Fou-Bar
de Alain Beaulieu

critiqué par Libris québécis, le 8 août 2018
(Montréal - 82 ans)


La note:  étoiles
La Tartuferie toujours vivante
En 1934, Jean-Charles Harvey écrivait Les Demi-Civilisés, oeuvre qui fut interdite parce qu'elle s'attaquait aux mœurs des bourgeois. Soixante-trois plus tard, Alain Beaulieu reprend le flambeau pour éclairer, à son tour, leur hypocrisie. La littérature québécoise compte ainsi de nombreuses dénonciations de la classe aisée, à laquelle la jeunesse se promet de ne pas ressembler. Il n'est plus question de jouer à la vierge offensée quand on a banni les principaux commandements de Dieu, soit celui de l'amour et de la charité.

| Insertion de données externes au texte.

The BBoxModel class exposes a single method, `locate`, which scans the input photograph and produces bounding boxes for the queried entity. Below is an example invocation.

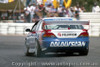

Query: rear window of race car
[44,24,84,30]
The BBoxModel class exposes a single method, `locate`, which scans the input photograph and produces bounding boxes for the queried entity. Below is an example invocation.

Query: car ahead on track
[25,17,89,57]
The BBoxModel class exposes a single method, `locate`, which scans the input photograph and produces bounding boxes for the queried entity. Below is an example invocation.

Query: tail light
[43,30,56,37]
[79,29,89,37]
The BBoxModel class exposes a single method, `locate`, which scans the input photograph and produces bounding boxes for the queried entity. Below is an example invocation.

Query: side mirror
[25,29,31,32]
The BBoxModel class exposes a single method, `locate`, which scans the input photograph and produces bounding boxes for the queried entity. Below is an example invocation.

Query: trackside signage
[50,41,86,47]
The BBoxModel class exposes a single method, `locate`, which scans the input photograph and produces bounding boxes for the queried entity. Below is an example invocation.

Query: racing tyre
[35,41,42,57]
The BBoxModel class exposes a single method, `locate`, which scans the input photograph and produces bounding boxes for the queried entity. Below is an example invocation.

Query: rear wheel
[25,48,33,56]
[35,41,42,57]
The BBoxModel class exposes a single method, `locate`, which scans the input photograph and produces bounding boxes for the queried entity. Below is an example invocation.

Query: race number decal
[50,41,86,47]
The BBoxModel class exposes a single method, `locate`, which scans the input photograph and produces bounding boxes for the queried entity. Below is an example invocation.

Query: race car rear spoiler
[44,20,89,25]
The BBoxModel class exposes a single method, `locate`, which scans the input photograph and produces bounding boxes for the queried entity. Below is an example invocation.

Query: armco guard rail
[0,13,100,37]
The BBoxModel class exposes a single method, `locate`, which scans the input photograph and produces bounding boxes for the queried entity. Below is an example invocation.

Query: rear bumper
[41,37,89,52]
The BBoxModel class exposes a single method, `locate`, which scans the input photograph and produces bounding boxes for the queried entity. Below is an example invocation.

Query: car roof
[43,17,89,25]
[43,17,77,21]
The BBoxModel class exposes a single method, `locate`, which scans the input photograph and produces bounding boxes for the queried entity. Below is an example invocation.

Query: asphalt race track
[0,36,100,67]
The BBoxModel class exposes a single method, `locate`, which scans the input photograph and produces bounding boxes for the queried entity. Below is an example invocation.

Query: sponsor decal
[58,33,77,37]
[50,41,86,47]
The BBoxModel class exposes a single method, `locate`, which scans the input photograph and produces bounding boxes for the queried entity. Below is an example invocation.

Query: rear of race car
[41,21,89,52]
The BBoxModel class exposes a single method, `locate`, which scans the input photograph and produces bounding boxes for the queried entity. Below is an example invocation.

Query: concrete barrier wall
[0,23,34,35]
[0,13,100,37]
[0,23,100,37]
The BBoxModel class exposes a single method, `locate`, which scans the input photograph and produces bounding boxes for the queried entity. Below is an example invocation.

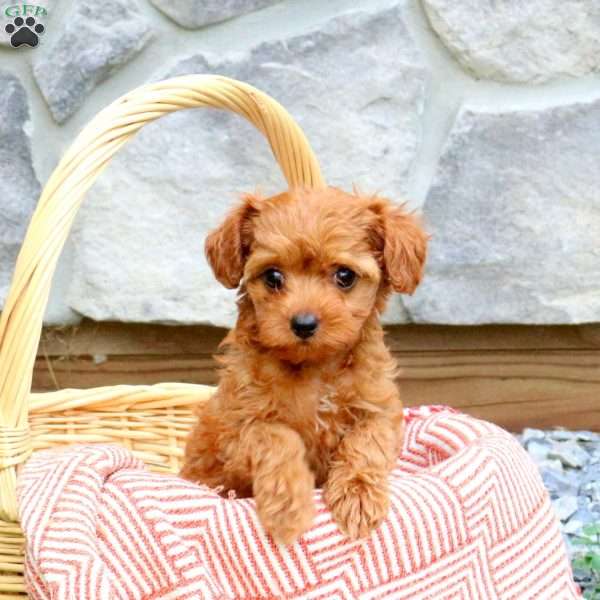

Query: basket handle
[0,75,324,520]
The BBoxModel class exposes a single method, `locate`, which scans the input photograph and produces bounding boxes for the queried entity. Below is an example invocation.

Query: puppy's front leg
[325,414,402,539]
[242,422,315,544]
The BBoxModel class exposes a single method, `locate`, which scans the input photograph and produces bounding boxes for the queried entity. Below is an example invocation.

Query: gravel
[517,429,600,587]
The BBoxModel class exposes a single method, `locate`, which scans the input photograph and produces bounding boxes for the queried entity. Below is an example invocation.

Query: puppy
[181,188,427,543]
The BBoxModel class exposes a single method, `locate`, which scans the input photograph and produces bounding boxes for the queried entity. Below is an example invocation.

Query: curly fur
[182,188,427,543]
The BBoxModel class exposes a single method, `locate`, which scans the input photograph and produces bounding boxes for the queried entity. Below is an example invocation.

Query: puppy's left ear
[369,198,429,294]
[204,194,260,289]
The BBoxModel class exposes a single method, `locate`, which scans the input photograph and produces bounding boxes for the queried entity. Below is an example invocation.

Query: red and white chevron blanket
[19,408,580,600]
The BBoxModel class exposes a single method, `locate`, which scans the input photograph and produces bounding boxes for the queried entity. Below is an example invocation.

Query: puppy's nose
[290,313,319,340]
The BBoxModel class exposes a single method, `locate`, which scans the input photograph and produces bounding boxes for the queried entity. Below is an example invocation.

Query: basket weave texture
[0,75,324,599]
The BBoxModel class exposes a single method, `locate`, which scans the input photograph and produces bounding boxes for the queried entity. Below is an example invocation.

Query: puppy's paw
[325,467,390,540]
[254,462,315,544]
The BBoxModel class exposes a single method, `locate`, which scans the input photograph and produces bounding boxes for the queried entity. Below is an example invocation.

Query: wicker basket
[0,75,323,598]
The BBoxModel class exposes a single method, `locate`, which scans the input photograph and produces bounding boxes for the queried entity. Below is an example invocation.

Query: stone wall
[0,0,600,325]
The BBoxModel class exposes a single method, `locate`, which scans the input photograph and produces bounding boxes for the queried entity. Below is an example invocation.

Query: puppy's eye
[333,267,358,290]
[262,269,284,290]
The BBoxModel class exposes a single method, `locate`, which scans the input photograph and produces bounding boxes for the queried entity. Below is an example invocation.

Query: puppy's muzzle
[290,313,319,340]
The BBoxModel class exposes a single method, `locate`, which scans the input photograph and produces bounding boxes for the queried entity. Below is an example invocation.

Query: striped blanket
[18,408,580,600]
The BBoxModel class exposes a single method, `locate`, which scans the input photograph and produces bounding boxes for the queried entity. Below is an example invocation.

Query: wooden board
[34,321,600,431]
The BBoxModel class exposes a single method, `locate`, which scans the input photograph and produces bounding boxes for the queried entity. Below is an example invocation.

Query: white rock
[69,2,427,325]
[33,0,151,123]
[423,0,600,83]
[405,100,600,324]
[552,496,578,521]
[0,70,40,304]
[150,0,281,29]
[548,442,590,468]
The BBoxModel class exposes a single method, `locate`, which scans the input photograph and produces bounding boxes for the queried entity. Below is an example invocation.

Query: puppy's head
[206,188,427,364]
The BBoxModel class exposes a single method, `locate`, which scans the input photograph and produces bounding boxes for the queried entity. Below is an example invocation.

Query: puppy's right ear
[204,195,259,289]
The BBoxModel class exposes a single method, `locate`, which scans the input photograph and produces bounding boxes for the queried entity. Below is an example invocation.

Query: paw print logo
[4,17,44,48]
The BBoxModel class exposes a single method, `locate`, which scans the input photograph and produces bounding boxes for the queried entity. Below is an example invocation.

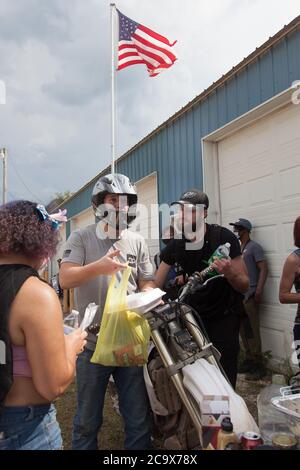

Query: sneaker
[245,364,267,382]
[238,359,254,374]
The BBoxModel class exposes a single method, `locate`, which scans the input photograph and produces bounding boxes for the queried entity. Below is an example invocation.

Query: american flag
[117,10,177,77]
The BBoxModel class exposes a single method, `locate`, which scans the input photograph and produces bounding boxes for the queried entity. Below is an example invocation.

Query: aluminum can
[241,431,263,450]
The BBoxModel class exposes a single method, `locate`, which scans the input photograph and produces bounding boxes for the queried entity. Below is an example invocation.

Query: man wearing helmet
[60,174,154,450]
[156,189,249,387]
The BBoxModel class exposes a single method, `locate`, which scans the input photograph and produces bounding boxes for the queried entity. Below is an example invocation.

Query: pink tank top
[12,345,32,377]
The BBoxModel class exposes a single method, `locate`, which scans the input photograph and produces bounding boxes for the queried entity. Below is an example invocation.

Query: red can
[241,431,263,450]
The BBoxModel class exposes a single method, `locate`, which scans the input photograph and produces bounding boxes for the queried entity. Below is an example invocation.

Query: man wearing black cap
[155,189,249,387]
[229,218,268,380]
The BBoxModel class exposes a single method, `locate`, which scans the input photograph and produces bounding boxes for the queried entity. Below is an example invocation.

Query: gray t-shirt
[242,240,265,300]
[62,224,154,350]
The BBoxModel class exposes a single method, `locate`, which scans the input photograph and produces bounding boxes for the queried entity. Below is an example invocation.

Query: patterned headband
[35,204,68,230]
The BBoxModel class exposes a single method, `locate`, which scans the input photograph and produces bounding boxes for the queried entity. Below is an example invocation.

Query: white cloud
[0,0,300,202]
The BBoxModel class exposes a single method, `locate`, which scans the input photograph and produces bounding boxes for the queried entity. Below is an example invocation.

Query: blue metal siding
[62,29,300,221]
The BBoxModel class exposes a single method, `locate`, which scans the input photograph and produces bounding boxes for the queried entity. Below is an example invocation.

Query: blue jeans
[73,349,151,450]
[0,404,62,450]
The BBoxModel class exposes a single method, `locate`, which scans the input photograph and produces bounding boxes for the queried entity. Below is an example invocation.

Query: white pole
[1,149,7,204]
[110,3,116,174]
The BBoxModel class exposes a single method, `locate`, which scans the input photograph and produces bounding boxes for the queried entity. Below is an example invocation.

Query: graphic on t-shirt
[127,254,136,268]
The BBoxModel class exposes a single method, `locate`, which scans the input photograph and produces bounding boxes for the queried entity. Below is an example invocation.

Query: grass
[55,375,270,450]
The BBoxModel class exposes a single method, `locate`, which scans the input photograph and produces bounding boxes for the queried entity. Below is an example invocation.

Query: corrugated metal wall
[62,29,300,231]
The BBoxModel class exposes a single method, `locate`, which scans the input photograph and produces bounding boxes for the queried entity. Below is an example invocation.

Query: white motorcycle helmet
[92,173,138,228]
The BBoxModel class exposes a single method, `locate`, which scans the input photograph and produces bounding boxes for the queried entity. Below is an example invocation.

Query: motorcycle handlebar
[178,271,224,302]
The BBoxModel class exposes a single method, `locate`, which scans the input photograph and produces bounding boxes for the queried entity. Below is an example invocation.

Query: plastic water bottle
[257,374,289,444]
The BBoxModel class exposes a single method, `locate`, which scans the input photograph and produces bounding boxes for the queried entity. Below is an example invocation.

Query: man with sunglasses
[156,189,249,387]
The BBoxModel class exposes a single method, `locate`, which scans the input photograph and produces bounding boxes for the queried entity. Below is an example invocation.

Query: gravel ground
[56,374,270,450]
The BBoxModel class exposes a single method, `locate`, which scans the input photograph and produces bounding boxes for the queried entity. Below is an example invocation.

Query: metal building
[54,16,300,364]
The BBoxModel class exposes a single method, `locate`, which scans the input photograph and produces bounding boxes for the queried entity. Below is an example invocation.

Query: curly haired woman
[0,201,122,450]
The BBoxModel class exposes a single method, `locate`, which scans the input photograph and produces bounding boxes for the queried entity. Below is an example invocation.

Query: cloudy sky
[0,0,300,203]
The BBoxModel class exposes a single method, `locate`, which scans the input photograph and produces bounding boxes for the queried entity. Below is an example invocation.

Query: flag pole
[110,3,116,174]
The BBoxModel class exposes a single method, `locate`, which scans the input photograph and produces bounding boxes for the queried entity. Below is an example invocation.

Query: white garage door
[218,104,300,358]
[131,174,159,262]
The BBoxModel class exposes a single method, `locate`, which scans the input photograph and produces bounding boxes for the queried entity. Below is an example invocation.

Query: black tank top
[0,264,39,407]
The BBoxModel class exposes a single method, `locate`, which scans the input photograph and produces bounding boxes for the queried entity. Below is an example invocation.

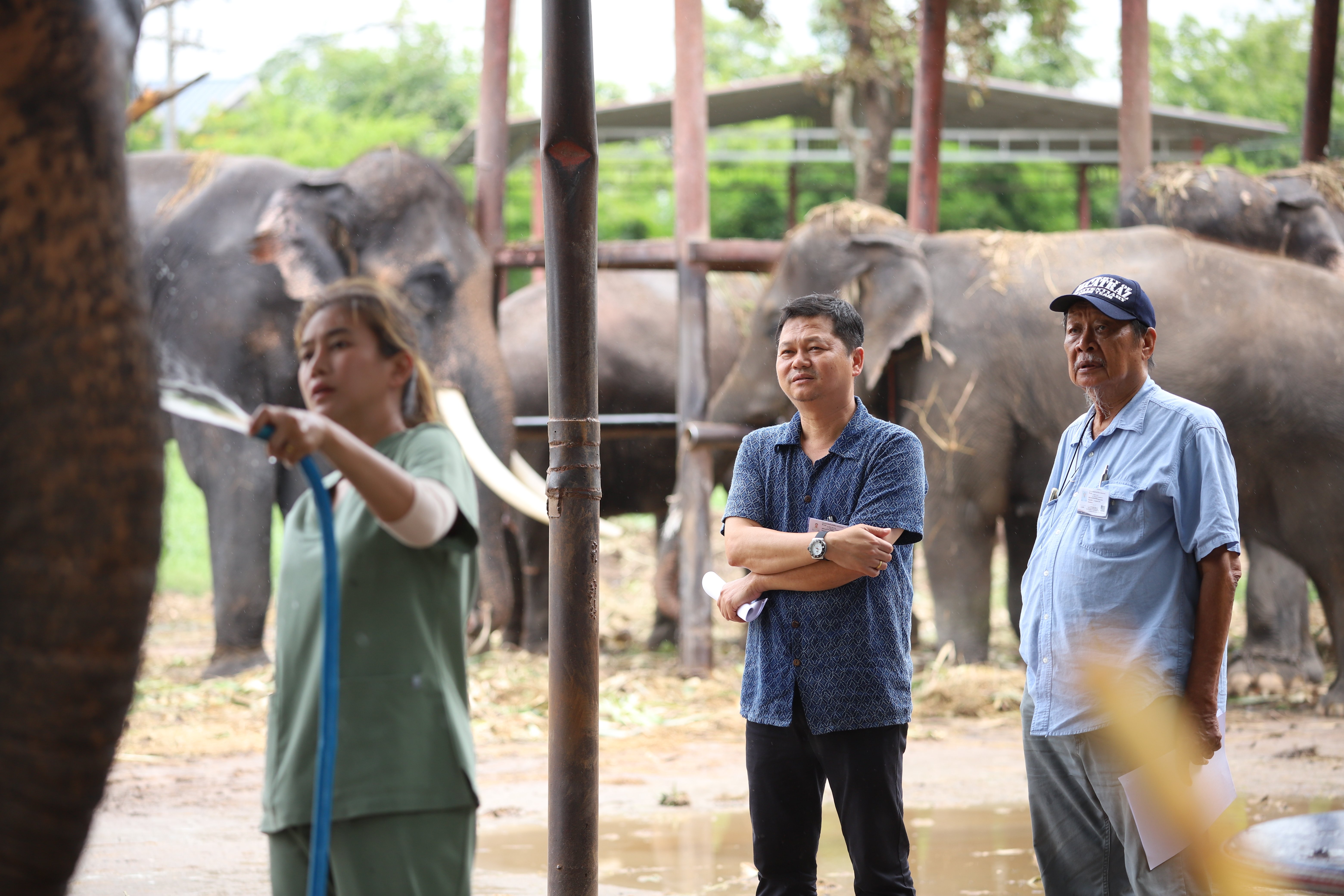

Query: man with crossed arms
[719,296,927,896]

Les jeunes protagonistes se rassemblent donc le soir au Fou-Bar, sis au 525 de la rue Saint-Jean à Québec. Attablés autour de bières artisanales, qui font la renommée de la maison, ces purs et durs refont le monde sans se soucier du réalisme de leurs arguties, voire organiser des " wild parties " pour expérimenter les interdits sociaux. Tous tiennent de beaux discours idéologiques, très articulés d'ailleurs. Quoi qu'il en soit, le héros, Harold Lubie, pour être fidèle à son nom de famille, ne se prive pas du plaisir de faire payer aux bien-pensants de la classe moyenne, le prix de leur concubinage avec le mensonge pour sauvegarder leur honneur. En un rien de temps, il met au point une technique infaillible pour dévaliser leurs maisons des banlieues cossues, sans attirer les soupçons sur sa personne.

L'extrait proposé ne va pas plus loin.